Though this was not an initial career ambition, Eunice felt like she was always able to manage people and worked her way up to her role by remaining authentic and being actively involved with her colleagues, which she feels are important attributes to have.

“I think that's why I have got the internal promotions in previous jobs because people know that I am as I am, and I will do the next job in a certain way”

“If you really are interested in everybody doing their job at every level within the organisation, not thinking about it all the time as a hierarchy, then it's a very powerful model because you're thinking about people and they are what make up the organisation - particularly a University.”

Despite her first terms as VC being nothing short of extraordinary, she is happy with the outcome so far and all with the help of her team and colleagues.

Inclusivity and semesters

“I'm very pleased we've set up the racism equality challenge group, for example, to really look at racism through the whole University on an ongoing basis and very interested in gender issues and whether or not we're approaching those correctly within the University.”

Eunice also wanted to do more with the outside community, such as volunteering, have more people onto campus, and get students out and about more, but nevertheless she feels they have made progress.

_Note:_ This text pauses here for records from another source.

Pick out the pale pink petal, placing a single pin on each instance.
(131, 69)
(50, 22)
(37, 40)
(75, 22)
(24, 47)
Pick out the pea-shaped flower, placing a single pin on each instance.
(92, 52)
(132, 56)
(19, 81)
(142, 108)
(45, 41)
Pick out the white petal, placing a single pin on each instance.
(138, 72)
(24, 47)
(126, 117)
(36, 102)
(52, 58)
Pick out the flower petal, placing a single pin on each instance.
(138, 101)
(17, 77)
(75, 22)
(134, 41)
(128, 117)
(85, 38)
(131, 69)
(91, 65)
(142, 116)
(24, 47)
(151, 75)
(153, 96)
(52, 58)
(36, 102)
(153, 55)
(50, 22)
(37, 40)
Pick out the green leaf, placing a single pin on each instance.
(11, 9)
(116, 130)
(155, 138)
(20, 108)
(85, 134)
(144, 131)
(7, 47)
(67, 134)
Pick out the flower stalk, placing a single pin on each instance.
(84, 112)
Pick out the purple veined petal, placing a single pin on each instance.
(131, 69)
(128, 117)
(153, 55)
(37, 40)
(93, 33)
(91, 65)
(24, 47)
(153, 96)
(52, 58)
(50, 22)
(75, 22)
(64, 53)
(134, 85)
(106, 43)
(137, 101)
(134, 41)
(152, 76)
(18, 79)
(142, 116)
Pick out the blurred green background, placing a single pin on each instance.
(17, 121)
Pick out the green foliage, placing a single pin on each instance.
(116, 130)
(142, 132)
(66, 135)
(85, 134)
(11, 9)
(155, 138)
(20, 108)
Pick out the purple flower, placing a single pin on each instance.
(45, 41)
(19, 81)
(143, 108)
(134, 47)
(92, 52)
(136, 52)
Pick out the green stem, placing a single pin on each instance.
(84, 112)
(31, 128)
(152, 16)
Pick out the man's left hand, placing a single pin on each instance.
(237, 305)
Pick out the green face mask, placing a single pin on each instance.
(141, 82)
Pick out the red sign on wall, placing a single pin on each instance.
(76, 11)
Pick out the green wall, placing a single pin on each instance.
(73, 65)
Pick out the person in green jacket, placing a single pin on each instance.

“We have been spending money on the student experience rather than saving money because we're not doing everything face to face”, she said.

The future of Chester University post-Covid, is positive according to the VC. She told us about the potential of reverting back to a semester system approach, depending on the results of Level 3 students, and continuing to have online meetings in some cases. Chester reverting to a semester system approach means students can get some of their assessments and examinations completed earlier in the year, which Eunice thinks is beneficial.

“Why semesters are good is that you get some of the assessment done in year and they are also very good for students to be able to go away for half of the year either into industry or abroad”, she said.

Covid conundrums

A question which has spiked controversy across social media relates to whether students can have their tuition fees partially refunded due to limited access to campuses, particularly during the first lockdown.

“At the moment not. It’s more expensive running the University like this. We’ve hired extra staff, cleaning staff, people helping us with the tracing system if anyone does get Covid”, she said.

“We’ve also done a lot of alterations so we're reopening the Chester workspaces on the Parkgate campus which are all bookable safe individual or two person spaces, so we've altered three buildings to do that. We have been spending money on the student experience rather than saving money because we're not doing everything face to face”.

Her final words of wisdom were to “make the most of getting to know your subject” and that we need a balance of the social and the studious.

One of the main things we took from the interview was the feeling that she has a real passion for her job – despite all the recent obstacles – and she is a breath of fresh air for University of Chester.